The district also is bound by state law to give raises to teachers and other employees at a cost of $2.7 million. Though the district received a slight increase in its state funding this year, that bump was offset by the mandated pay hikes.
Complicating matters, the shortfall may impede school board members’ plans to launch a number of new initiatives in an effort to better serve the nearly 13,000 students in the public schools as the district prepares to update its five-year educational improvement plan.
The four board members who met Tuesday for a special budgetfocused study session said they want to limit cuts — and ease the pain — by using the $3 million in nonrecurring funds.
Some of that money could be used for one-time bonuses, board members said. The district employs about 1,500 teachers and staff.
State law prohibits districts from using nonrecurring funds for employee compensation, Superintendent Veronica García told the board, but she said she believes the district could work with the local teachers unions to find a legal way to offer the bonuses.
Some board members asked how the district would dole out those funds. Would every employee get the same amount or would the payouts be based on an employee’s impact on students?
Grace Mayer, president of the National Education AssociationSanta Fe, at one point warned the board that it was publicly engaging in labor negotiations.
Board President Steven Carrillo shot back that if Mayer was unhappy, she could “run for the [school] board.”
None of the board members voted to approve a district recommendation to cut about $375,000 from professional development programs. Instead, they agreed the district can use some of the $3 million in nonrecurring funds
to cover those costs.
And when García suggested cutting back on some administrative positions to save $285,000, Carrillo said he had concerns that such cuts “are going to cause unwarranted strain on those remaining.
“We still have to function,” he said, “and I don’t want anybody working 60 hours a week.”
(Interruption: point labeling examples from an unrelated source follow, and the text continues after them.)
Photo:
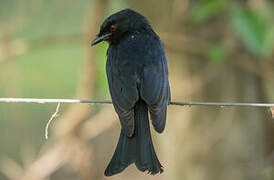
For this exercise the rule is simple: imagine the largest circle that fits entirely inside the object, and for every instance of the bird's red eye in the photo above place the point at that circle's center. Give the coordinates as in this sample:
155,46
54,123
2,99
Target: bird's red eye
113,28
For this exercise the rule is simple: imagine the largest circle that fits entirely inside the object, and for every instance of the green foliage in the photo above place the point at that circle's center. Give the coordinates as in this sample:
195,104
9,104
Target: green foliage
205,10
256,35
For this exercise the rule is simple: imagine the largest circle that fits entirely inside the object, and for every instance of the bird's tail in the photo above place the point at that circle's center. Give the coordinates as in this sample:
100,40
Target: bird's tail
137,149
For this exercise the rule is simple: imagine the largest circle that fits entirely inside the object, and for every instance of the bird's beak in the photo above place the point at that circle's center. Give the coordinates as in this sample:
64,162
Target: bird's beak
99,39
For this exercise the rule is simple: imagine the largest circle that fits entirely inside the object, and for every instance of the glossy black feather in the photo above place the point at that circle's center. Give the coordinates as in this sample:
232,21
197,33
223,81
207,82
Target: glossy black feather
137,74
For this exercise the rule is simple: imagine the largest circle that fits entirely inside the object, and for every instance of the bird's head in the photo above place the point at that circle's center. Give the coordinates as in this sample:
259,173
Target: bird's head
116,26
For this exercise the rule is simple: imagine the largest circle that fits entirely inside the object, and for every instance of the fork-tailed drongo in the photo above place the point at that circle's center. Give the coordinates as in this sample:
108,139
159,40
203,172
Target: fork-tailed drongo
137,75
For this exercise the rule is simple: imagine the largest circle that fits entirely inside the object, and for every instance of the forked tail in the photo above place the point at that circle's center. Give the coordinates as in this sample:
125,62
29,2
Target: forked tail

The board members appeared committed to finding funds to add social worker positions, pursue math and science initiatives and put support systems in place to ensure that first-graders are reading to grade level.
Budget cuts are nothing new for Santa Fe Public Schools, which for years has faced similar challenges in balancing revenues and expenses. In bleak economic years, the board has gone so far as to close, or threaten to close, schools to save money — always an unpopular move. This year, such extreme measures seem unnecessary.
Still, García told the board that when you have to cut $1.6 million, “You can’t nickeland-dime it.”
Board member Lorraine Price, who has been sick and has missed several recent meetings, was not present.
The board will continue to work on the details of the budget over a series of Tuesday night meetings through May.